In the parking lot, Thomas Lowder and the kids hang out and play with their toys. He takes the three dogs out of the car to feed them and give them water. They’ll take walks around the parking lot, and Thomas Lowder will tie the dogs up to the back of their car when he is with the children.

The three dogs, Oreo, Daisy and Cheyenne, make the Lowders feel safer and less anxious. Oreo slept by Bonnie Lowder every night when she was pregnant with Elijah and Anastasia. Bonnie Lowder said Oreo would sleep with her head near her pregnant belly.

Aiden loves the family’s dog, Daisy, Bonnie and Thomas Lowder said. Thomas Lowder is also attached to her because she was with him before he had children or a wife.

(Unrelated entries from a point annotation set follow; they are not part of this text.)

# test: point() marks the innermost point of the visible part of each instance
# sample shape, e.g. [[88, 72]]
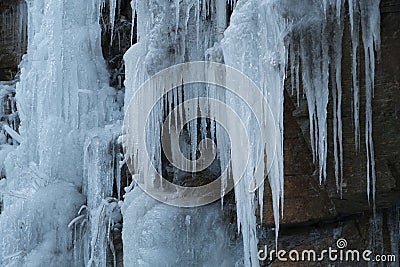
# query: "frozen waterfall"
[[63, 163]]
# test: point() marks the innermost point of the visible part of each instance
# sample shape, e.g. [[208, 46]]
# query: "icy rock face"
[[63, 94], [156, 234], [263, 39]]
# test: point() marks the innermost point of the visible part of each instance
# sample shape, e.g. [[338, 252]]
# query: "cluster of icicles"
[[266, 40]]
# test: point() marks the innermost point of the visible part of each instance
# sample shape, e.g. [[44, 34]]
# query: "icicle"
[[112, 10], [354, 32], [370, 20]]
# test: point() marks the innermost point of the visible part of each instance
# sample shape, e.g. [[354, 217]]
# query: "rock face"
[[313, 212], [13, 37]]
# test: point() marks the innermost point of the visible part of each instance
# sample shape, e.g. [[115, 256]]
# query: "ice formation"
[[64, 103], [70, 122], [263, 39]]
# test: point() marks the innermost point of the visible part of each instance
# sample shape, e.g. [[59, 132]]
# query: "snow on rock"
[[156, 234], [62, 95]]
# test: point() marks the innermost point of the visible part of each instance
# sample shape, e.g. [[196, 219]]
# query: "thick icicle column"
[[63, 94]]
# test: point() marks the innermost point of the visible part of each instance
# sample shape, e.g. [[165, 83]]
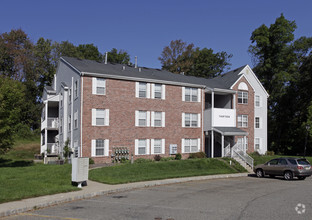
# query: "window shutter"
[[148, 118], [106, 147], [136, 145], [93, 116], [147, 146], [93, 143], [152, 146], [163, 119], [93, 85], [152, 119], [163, 145], [136, 118], [198, 144], [137, 89], [107, 117], [153, 90], [148, 90], [163, 92]]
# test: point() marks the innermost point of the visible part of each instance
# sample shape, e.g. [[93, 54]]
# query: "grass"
[[136, 172], [265, 158], [36, 180]]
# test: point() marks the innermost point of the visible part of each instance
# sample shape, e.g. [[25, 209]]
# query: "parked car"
[[287, 167]]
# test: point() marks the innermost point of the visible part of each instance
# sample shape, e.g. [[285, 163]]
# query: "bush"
[[157, 157], [178, 156], [91, 161], [197, 155], [142, 160], [270, 153], [167, 158]]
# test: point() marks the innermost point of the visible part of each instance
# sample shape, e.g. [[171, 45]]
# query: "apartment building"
[[97, 107]]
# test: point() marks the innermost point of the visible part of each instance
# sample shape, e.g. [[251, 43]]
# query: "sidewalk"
[[94, 189]]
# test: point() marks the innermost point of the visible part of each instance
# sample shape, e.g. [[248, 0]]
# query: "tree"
[[121, 56], [182, 57], [11, 99]]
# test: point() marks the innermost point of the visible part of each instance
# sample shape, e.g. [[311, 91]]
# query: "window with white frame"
[[190, 120], [191, 94], [257, 143], [242, 121], [157, 91], [100, 117], [76, 120], [257, 122], [98, 86], [257, 101], [242, 97], [190, 145]]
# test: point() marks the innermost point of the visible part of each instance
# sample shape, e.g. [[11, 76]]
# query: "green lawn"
[[136, 172], [264, 158], [36, 180]]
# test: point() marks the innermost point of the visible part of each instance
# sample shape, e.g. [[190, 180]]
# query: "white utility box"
[[80, 170]]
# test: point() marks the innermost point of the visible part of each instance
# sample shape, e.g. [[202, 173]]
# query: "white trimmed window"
[[257, 122], [257, 101], [100, 147], [76, 120], [242, 97], [190, 120], [242, 121], [142, 118], [190, 145], [158, 119], [157, 146], [142, 146], [100, 117], [257, 143], [98, 86]]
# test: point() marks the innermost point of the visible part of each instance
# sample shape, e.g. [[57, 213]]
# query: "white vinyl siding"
[[242, 121], [100, 117], [98, 86], [99, 147], [190, 145], [142, 146], [242, 97]]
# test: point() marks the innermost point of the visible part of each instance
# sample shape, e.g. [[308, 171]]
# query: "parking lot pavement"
[[235, 198]]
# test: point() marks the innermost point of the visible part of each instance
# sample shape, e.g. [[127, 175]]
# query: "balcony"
[[52, 123]]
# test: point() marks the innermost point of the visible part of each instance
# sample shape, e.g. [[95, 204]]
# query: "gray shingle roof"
[[90, 66]]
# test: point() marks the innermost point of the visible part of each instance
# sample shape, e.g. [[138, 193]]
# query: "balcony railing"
[[53, 123]]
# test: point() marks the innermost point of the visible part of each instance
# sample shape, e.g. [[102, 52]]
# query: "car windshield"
[[303, 162]]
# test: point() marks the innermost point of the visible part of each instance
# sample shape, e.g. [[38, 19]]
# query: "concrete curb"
[[95, 189]]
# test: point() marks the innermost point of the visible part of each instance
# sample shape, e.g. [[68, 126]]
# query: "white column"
[[222, 145], [212, 144]]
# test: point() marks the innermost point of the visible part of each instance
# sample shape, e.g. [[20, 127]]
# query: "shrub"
[[167, 158], [142, 160], [91, 161], [157, 157], [178, 156], [197, 155], [270, 153]]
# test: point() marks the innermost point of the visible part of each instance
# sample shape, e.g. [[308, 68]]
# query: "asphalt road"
[[234, 198]]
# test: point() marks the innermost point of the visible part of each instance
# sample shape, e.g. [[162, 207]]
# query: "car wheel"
[[288, 175], [259, 173], [301, 177]]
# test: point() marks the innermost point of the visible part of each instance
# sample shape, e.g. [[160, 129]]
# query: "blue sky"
[[144, 28]]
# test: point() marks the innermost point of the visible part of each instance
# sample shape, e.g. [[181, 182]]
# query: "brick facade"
[[121, 101], [246, 109]]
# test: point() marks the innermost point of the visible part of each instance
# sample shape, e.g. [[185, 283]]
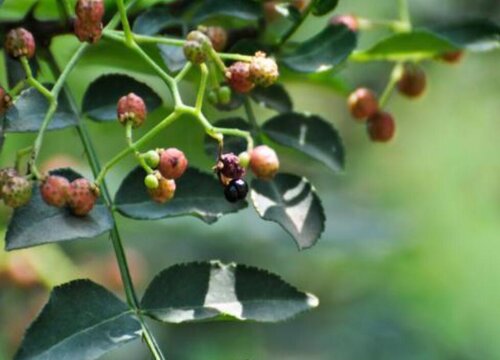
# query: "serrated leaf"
[[215, 291], [197, 194], [292, 202], [101, 97], [155, 20], [173, 57], [311, 135], [28, 112], [38, 223], [238, 9], [81, 321], [475, 35], [273, 97], [233, 144], [416, 45], [322, 7], [322, 52]]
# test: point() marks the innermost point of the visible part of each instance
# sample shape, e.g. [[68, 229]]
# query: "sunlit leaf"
[[292, 202], [81, 321], [215, 291]]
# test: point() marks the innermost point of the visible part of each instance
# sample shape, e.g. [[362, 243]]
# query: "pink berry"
[[131, 108], [173, 163], [82, 195], [20, 42], [264, 162], [54, 190]]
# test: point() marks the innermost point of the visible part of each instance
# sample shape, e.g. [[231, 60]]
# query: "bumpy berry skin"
[[90, 10], [238, 77], [263, 70], [5, 175], [20, 42], [264, 162], [152, 158], [131, 108], [229, 166], [164, 192], [381, 127], [453, 57], [412, 82], [362, 103], [173, 163], [54, 190], [5, 100], [151, 181], [17, 191], [88, 32], [81, 197], [197, 47], [88, 23], [217, 36], [236, 190], [350, 21]]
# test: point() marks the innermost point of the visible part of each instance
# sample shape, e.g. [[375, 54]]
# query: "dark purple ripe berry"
[[236, 190]]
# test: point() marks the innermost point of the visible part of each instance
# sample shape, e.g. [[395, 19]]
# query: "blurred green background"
[[408, 267]]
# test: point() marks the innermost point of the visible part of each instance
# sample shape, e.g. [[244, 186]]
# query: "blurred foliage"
[[407, 267]]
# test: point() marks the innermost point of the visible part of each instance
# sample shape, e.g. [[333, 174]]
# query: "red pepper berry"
[[173, 163], [82, 195], [413, 81], [54, 190], [362, 103], [238, 77], [20, 42], [131, 108], [264, 162]]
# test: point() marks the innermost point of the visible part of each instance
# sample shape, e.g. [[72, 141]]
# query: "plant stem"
[[201, 89], [251, 118], [393, 79], [404, 13], [129, 39]]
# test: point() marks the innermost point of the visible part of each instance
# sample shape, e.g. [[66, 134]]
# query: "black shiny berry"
[[237, 189]]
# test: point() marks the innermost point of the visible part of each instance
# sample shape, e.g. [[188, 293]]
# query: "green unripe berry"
[[224, 95], [212, 97], [151, 181], [244, 159], [152, 158]]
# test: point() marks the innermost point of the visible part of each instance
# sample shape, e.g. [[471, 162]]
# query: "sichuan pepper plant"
[[237, 53]]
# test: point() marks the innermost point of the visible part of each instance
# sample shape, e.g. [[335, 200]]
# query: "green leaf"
[[215, 291], [273, 97], [475, 35], [38, 223], [173, 57], [416, 45], [323, 7], [290, 201], [311, 135], [81, 321], [322, 52], [30, 108], [197, 194], [155, 20], [238, 9], [233, 144], [101, 97]]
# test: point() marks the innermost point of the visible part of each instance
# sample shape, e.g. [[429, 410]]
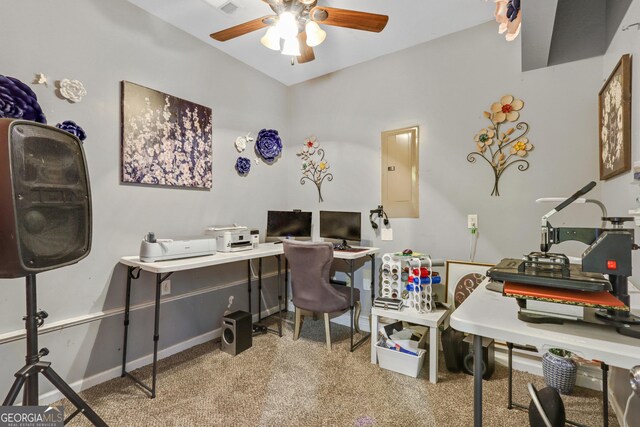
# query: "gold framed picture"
[[614, 106]]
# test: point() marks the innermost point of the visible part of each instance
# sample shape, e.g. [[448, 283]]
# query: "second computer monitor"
[[340, 225], [288, 224]]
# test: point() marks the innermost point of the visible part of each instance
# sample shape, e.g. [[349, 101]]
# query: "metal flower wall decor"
[[500, 148], [314, 167]]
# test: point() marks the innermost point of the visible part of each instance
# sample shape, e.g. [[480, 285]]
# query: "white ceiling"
[[411, 22]]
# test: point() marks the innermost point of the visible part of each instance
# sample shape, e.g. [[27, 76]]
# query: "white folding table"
[[489, 314]]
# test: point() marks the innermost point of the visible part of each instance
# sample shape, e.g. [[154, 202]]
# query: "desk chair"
[[312, 291]]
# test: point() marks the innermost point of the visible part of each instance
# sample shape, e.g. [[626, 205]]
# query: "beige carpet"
[[279, 382]]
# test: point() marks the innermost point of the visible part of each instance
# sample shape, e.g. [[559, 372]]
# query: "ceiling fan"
[[296, 22]]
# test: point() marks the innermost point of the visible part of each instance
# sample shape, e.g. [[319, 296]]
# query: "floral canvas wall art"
[[165, 140], [615, 121]]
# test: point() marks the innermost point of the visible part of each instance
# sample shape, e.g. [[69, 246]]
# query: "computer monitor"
[[288, 224], [341, 225]]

“I used to not even be able to be this far away from her,” Thomas Lowder said at Terry Day Park, while he was a few paces from Daisy, in the car.

On days that Bonnie Lowder is off work, the couple take their children to Terry Day Park to play.

‘Bounced around’ homeless services

The Lowders say they have sought help from all of Boise’s rental-assistance and homeless-service providers, but so far they could only get on the Boise City Ada County Housing Authorities waiting list for Section 8 vouchers. That list is up to 2.5 years long.

“It is a Ring Around the Rosie here in Boise,” Thomas Lowder said. “You get bounced from one organization to another, and by the time they are done bouncing you, you have gotten no help. At the end of the day, you are still sleeping in your truck.”

Curtis said CATCH tries not to bounce families from one place to another. When people call CATCH’s emergency hotline seeking housing assistance, they are connected to every system in the area that uses funding from the U.S. Department of Housing and Urban Development.

“If you are literally homeless – staying in an emergency shelter, in a car, or camp, no running water or electricity, you would be eligible for our programs,” Curtis said. “If you just got a three-day notice of eviction delivered to your door, then we would transfer you to Jesse Tree.”

Ada County has a 0% vacancy rate for its low-income, rent-restricted apartments: There are 2,374 rent-restricted units in the county, according to the Idaho Housing and Finance Association.

Long waiting lists for affordable homes plague the Treasure Valley, Curtis said.

“Long waiting lists are the bane of homelessness and rehousing,” she said. “It is so inhumane to have a humanitarian crisis, and our solution is permanent supportive housing, but you are going to have to wait many years.”

Car or RV is ‘a huge asset when you are homeless’

As the waiting lists for housing become longer, Curtis said, more families are choosing to stay in their cars.

“A car or an RV is a huge asset when you are homeless, and it is hard with little kids, but I would stay in there and not a shelter,” Curtis said. “You have independence, storage for your belongings. If you have a pet along with your family, a car is your best option.”

The Lowders would likely have to get rid of their car if they went into a shelter since there is often no long-term parking, Curtis said.

The Lowders have thought about trading in their SUV for a van or better vehicle to sleep in since hope for an apartment is becoming dim.

Still, they hope. Bonnie Lowder said she thinks she could afford $1,200 a month in rent at the most. She hopes for a three-bedroom apartment to fit the whole family, but would be happy with two bedrooms – one for the boys and one for herself, Thomas and the baby.

“If I were to get into an apartment right now, I would not be able to do the down payment plus the rent for the first month,” Bonnie Lowder said. “I would have to find a way to work with a manager: ‘I can give you the deposit but you are going to have to wait for the rent because I don’t make much.’ “

Despite months without luck finding a permanent place to live, the Lowders seem positive. Thomas Lowder was preparing to call all the apartment complexes on a list he had recently received of places that accepted renters with criminal records.

“We just want to be safe and warm and for the kids to have a bed to sleep in,” Bonnie Lowder said.